If it’s a decision between hurting myself but feeling confident, or killing myself because I don’t feel like I belong in my own body, I think I’d choose the former.

That’s your prerogative. I never told anyone NOT to wear a binder. However, it’s a major medical decision, and minimizing or dismissing the very real and common side-effects is not good for anyone, especially young people just beginning to transition. Like I said, sometimes the psychological benefits outweigh the physical costs – if not wearing a binder makes you suicidal, then clearly continuing to wear a binder is the correct decision for you.

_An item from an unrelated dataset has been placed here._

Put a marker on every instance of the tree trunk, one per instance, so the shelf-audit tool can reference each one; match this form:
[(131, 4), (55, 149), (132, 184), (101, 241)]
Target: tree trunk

The problem lies in presenting binders as a miracle solution that everyone can and should try if they are distressed by the appearance of their chest, or that only “incorrect” binding (as with ace bandages) poses any dangers. Some people may develop complications that make it impossible for them to continue binding. It is vitally important that people are aware of the potential harm before they begin and are able to make informed decisions by weighing their own priorities and exploring alternatives.

Unlike surgery or hormones, binders are not medically regulated and don’t require you to understand what you’re getting into. That means we have to look after each other, and in this case, that means being honest about safety.

I would also really appreciate if we worked on respecting people who can’t bind anymore because of complications, and not treating them as not “really” trans or continuing to use their assigned gender to refer to them.

Like, it’s an issue with gatekeepers, but it’s also an issue within the trans community.

To add to the last remark:  Assuming that people who can’t bind for medical reasons would bind (even if life-threatening) if they were really “trans enough”.  Assuming there’s only one way that trans people feel about their bodies, that this way never changes over time and can’t ever be changed in any way by anyone, and that those who have (or can behave as if they have) the most agony around their bodies are the most genuinely trans people… all of these assumptions are false and harm a lot of trans people both directly and indirectly.  Some of them are specific to assumptions around transness while some of them have ties to the way people think about membership in oppressed groups in general (even groups where dysphoria isn’t considered an integral part of their identity, seem to have a thing where the most genuine group membership is asserted by showing the most signs of severe suffering in a public way).  That’s the other thing, not everyone is public about how we feel about our bodies, assuming you know how we eel on that basis isn’t cool.  Assuming there’s only one “real” way trans people feel about their bodies is also not cool.  These are responses to things I’ve seen over the past 15 years or so, not just things on this thread or something. Also there’s trans people and gender-atypical people who don’t think about the world through the same concepts that the mainstream trans community uses to describe both transness and gender in general and that’s not well-known and certainly not well-respected.  Why people have to always form hierarchies like this is anyone’s guess.